Monday, May 11, 2009

Suburban Mom's Political Fix: Deconstructing/Piling On the Betrayed Wives

It is with a grave amount of sadness that I've been watching the media coverage of three high-profile women whose husbands have been accused of/have admitted to being unfaithful. While the stories, blog posts and analyses about the betrayed wives generally start out as sympathetic, inevitably things take a turn and the women are blamed, mocked, or worse.

My Pop Culture & Politics column this week examined the mainstream news media's coverage of women/mothers in the week leading up to Mother's Day. While I analyzed Time Magazine's list of 100 influential people (only 29 were women, a third of the women's write-ups mentioned that they are moms, as compared to 5 percent for the dads), I pointed out how folks have been laying into well known women whose husband have (or reportedly have) cheated on them. Last week, the media was largely focused on sympathizing and vilifying Elizabeth Edwards and Kate Gosselin in particular.
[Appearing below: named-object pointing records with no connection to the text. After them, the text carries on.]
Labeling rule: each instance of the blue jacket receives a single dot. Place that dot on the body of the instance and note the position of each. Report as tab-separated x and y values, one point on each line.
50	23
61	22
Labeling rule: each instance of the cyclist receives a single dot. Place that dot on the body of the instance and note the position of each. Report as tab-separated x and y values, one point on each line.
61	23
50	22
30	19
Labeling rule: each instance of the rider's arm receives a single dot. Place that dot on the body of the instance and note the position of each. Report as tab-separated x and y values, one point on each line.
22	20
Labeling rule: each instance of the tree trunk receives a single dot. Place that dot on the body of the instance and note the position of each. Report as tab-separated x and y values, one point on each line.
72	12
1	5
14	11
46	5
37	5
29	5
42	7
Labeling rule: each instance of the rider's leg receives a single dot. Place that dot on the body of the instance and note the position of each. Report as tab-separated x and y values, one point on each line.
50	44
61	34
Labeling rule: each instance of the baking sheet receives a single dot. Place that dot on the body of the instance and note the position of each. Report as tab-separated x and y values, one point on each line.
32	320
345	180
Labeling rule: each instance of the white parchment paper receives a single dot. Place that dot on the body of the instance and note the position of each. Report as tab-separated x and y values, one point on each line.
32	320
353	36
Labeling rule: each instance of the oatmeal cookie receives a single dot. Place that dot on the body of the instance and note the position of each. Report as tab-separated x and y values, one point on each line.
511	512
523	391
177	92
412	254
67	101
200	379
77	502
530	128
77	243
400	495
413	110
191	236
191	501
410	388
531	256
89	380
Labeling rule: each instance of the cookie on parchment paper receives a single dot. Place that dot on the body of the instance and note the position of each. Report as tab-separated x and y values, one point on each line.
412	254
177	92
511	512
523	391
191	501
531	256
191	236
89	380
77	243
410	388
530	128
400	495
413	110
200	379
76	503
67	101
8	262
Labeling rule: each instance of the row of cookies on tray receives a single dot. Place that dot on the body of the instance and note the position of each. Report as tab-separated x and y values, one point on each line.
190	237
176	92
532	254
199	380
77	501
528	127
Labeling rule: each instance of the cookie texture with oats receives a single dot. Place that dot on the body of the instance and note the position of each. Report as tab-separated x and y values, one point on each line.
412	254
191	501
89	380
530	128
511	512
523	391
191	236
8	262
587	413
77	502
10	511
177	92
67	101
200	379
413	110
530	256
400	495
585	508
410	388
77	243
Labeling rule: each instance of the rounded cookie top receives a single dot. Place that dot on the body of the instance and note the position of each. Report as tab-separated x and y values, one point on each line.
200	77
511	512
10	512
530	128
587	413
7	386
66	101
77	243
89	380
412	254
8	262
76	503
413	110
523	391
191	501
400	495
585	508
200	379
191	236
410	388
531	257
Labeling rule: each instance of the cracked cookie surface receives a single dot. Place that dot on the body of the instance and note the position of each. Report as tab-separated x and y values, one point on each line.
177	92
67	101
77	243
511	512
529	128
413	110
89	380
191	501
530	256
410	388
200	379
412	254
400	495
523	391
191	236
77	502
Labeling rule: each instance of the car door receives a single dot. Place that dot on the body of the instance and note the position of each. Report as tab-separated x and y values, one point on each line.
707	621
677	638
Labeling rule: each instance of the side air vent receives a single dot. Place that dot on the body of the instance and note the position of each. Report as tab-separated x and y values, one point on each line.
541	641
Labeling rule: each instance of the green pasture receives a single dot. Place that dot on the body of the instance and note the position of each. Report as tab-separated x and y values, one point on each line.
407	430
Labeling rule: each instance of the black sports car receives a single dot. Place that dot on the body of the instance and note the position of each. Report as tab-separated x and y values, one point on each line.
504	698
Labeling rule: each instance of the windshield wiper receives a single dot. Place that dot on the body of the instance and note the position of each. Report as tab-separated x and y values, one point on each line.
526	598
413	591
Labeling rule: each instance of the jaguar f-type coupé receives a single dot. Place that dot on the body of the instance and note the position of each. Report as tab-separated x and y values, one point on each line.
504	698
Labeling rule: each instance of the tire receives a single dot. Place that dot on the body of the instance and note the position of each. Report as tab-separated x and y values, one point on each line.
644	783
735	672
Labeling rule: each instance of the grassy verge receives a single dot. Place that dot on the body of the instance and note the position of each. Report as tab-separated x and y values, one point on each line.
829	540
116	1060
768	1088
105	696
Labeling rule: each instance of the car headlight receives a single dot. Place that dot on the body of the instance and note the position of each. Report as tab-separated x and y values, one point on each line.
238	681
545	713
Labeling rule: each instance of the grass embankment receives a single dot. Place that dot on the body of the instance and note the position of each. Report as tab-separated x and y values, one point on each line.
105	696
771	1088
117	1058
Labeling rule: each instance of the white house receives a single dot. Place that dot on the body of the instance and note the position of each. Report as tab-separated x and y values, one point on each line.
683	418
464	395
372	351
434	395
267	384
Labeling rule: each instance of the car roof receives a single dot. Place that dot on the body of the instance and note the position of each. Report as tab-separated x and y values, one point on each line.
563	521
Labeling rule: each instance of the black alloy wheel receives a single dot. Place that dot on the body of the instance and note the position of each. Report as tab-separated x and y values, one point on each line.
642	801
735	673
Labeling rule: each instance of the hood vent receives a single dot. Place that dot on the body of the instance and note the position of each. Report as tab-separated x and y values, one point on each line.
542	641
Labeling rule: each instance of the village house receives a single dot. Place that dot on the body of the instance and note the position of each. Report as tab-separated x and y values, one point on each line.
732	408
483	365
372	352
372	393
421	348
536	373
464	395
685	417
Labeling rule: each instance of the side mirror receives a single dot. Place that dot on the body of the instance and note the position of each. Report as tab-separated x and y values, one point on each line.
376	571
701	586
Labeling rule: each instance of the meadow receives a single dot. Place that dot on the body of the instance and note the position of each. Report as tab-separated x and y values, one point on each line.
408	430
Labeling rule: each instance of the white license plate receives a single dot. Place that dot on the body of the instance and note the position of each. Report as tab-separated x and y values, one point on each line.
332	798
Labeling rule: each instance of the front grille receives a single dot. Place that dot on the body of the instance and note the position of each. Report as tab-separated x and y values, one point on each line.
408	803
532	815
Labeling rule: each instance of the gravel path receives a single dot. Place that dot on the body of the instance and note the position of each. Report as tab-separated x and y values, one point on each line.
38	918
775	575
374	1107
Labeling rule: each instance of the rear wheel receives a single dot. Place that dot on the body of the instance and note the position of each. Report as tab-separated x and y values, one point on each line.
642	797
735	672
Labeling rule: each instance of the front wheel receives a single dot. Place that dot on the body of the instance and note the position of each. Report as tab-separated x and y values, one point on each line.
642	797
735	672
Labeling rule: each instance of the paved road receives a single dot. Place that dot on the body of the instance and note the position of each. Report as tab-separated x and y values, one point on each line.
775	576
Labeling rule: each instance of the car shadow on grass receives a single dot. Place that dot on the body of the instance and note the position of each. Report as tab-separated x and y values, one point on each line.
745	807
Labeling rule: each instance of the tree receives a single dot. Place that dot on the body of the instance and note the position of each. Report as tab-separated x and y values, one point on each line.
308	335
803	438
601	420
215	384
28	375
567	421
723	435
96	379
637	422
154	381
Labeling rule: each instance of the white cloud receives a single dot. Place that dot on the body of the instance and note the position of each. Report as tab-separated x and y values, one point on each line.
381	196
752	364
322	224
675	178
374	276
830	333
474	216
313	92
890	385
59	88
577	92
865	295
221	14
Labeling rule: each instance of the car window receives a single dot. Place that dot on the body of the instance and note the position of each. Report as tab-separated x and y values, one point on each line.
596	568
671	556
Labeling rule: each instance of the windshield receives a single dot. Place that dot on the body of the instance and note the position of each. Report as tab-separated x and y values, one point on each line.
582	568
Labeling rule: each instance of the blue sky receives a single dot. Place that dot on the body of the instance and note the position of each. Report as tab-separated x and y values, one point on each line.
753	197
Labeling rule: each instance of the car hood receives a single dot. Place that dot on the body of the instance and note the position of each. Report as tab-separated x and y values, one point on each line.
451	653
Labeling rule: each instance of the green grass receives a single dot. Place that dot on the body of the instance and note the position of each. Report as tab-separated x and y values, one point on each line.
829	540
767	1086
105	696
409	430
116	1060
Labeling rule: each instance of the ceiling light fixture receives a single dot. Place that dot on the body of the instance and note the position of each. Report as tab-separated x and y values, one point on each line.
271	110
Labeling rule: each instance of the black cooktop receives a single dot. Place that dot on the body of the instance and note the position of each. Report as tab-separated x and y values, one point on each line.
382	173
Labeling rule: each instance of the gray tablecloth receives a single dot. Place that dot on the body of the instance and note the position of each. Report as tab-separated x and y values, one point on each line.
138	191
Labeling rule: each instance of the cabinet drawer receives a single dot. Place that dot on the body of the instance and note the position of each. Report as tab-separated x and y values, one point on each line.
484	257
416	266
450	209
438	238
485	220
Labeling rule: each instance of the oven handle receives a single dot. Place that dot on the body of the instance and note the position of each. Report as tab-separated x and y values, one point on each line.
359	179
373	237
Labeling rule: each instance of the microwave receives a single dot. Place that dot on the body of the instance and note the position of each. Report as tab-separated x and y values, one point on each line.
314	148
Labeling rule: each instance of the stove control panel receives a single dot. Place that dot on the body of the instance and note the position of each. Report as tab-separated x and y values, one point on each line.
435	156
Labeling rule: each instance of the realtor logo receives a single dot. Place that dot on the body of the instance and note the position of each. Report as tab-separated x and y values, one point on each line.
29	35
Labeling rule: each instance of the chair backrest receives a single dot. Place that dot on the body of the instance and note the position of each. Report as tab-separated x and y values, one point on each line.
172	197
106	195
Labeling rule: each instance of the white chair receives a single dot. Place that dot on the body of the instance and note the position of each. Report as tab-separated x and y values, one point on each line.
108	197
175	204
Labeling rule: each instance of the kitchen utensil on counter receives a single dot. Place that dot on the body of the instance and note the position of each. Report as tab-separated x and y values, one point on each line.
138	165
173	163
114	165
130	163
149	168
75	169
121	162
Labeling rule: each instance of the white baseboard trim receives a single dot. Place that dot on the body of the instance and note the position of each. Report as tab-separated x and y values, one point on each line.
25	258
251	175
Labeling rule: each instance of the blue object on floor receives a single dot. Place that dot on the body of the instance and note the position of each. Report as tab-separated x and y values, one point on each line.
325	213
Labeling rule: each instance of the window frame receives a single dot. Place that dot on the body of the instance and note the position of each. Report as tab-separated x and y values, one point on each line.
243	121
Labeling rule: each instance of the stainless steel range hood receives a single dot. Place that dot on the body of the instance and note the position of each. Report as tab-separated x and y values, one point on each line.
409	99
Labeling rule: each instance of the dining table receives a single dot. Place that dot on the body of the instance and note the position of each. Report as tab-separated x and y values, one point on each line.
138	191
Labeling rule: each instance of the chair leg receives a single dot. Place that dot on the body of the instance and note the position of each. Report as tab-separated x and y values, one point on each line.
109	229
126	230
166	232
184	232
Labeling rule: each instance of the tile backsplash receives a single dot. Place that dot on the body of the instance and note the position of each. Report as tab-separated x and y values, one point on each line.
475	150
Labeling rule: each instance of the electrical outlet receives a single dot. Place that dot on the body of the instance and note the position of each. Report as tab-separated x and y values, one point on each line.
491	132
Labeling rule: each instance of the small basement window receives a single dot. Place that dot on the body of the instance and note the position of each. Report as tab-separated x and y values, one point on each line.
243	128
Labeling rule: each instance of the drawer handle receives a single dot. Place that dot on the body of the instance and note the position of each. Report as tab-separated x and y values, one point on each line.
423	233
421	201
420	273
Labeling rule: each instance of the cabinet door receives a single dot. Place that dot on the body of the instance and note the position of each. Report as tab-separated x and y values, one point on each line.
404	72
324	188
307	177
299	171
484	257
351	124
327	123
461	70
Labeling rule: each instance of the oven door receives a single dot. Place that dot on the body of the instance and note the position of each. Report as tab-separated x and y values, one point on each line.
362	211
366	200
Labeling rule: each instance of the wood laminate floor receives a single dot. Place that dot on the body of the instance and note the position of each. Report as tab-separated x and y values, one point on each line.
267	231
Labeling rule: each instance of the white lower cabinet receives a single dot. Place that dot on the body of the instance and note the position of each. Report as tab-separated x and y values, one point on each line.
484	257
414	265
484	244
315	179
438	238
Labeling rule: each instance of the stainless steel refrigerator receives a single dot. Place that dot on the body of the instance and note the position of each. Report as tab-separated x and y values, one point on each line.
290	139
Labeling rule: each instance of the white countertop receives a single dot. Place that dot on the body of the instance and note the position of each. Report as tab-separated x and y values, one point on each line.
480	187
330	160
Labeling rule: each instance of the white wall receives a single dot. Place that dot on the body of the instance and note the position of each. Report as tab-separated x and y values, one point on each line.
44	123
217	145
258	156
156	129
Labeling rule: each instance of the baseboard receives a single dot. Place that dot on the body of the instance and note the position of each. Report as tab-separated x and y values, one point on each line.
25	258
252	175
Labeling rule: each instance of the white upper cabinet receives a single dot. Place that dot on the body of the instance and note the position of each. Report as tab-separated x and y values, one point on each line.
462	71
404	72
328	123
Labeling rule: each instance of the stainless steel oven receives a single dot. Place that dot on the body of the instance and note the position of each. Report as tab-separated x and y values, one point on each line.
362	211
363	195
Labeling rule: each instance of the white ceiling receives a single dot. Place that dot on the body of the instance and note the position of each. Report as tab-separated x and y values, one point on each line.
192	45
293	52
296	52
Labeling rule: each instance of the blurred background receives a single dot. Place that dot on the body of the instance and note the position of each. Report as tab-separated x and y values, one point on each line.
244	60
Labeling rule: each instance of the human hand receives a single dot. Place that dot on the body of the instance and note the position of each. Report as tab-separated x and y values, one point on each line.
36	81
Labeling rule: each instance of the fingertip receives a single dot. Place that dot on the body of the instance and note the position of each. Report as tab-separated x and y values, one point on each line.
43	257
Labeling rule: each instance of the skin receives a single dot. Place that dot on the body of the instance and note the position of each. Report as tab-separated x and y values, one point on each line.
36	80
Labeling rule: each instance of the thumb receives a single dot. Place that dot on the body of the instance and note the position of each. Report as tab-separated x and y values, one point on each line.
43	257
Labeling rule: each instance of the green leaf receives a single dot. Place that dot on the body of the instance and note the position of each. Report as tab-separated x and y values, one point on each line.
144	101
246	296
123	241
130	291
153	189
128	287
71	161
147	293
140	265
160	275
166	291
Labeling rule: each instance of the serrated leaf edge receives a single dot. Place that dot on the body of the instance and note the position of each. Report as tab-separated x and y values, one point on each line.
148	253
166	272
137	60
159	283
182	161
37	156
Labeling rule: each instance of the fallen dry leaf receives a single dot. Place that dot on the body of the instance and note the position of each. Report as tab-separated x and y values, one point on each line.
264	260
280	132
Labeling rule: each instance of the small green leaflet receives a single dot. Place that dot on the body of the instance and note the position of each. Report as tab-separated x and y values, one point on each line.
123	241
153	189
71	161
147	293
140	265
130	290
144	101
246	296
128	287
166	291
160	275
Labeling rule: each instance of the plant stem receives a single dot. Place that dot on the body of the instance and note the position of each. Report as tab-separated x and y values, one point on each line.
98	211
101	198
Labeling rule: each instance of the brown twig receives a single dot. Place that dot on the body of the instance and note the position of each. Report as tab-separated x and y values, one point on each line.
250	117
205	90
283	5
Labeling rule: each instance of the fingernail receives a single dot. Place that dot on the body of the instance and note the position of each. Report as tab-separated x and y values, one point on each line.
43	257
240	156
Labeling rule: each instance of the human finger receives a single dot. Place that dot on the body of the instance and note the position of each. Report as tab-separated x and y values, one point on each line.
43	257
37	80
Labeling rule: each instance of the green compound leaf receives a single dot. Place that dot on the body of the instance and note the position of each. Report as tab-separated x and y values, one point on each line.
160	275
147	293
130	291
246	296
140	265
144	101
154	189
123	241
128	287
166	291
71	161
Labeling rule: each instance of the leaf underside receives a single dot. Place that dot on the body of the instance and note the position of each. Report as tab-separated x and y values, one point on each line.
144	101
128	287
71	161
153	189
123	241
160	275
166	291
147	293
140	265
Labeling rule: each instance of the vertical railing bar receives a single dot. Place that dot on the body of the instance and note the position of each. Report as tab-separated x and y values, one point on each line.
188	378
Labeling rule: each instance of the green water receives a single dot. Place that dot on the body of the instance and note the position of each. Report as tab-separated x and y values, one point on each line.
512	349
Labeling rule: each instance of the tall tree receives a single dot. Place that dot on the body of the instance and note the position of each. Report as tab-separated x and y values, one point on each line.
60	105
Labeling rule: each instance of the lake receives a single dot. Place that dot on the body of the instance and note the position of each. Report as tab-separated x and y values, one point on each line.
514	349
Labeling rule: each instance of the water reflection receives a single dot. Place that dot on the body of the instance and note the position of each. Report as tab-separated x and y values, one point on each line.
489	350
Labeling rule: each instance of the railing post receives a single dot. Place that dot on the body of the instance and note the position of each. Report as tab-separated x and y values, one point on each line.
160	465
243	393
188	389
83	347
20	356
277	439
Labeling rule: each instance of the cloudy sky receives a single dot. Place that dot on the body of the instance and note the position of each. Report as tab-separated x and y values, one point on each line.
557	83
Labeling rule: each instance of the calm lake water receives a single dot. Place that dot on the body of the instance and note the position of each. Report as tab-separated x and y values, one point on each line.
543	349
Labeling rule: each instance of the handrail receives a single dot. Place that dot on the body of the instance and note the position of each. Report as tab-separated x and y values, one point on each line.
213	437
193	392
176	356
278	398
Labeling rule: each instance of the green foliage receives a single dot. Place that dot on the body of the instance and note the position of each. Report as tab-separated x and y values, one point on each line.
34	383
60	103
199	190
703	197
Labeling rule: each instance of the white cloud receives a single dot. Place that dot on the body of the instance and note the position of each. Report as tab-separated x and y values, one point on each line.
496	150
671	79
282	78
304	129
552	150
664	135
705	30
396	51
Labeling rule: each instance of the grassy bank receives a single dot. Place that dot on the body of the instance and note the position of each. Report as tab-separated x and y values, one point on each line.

Edwards, wife of two-time Democratic presidential candidate John Edwards, is promoting her new book Resilience, in which she addresses many issues including her husband's infidelity with a woman who's rumored to have given birth to John Edwards' baby. And while folks feel badly that she's struggling with terminal cancer, that hasn't stopped people from slicing and dicing her recent decisions. To stay with him. To intentionally expose him and their three kids to further public scrutiny by writing her book.

In an interview with the Today Show this morning after listening to some harsh comments opinion writers had made about her, Edwards explained that she'd been asked to write a book about overcoming obstacles BEFORE she knew about her husband's dalliances. Not that that fact will matter to her critics.



Meanwhile Gosselin, who, with her husband Jon, stars in the TLC reality show, Jon & Kate Plus 8, has recently been subjected to humiliating reports that Jon has been stepping out on her. While she's out promoting her new book, Gosselin has faced questions about her husband's reported affair and she told Meredith Vieira on the Today Show that she's "hesitant to believe" that her husband strayed.

This deconstructing of the wives' motives and actions and whether they "made" their husbands stray, what good is it doing for anyone? The vitriol is being directed at the wrong people.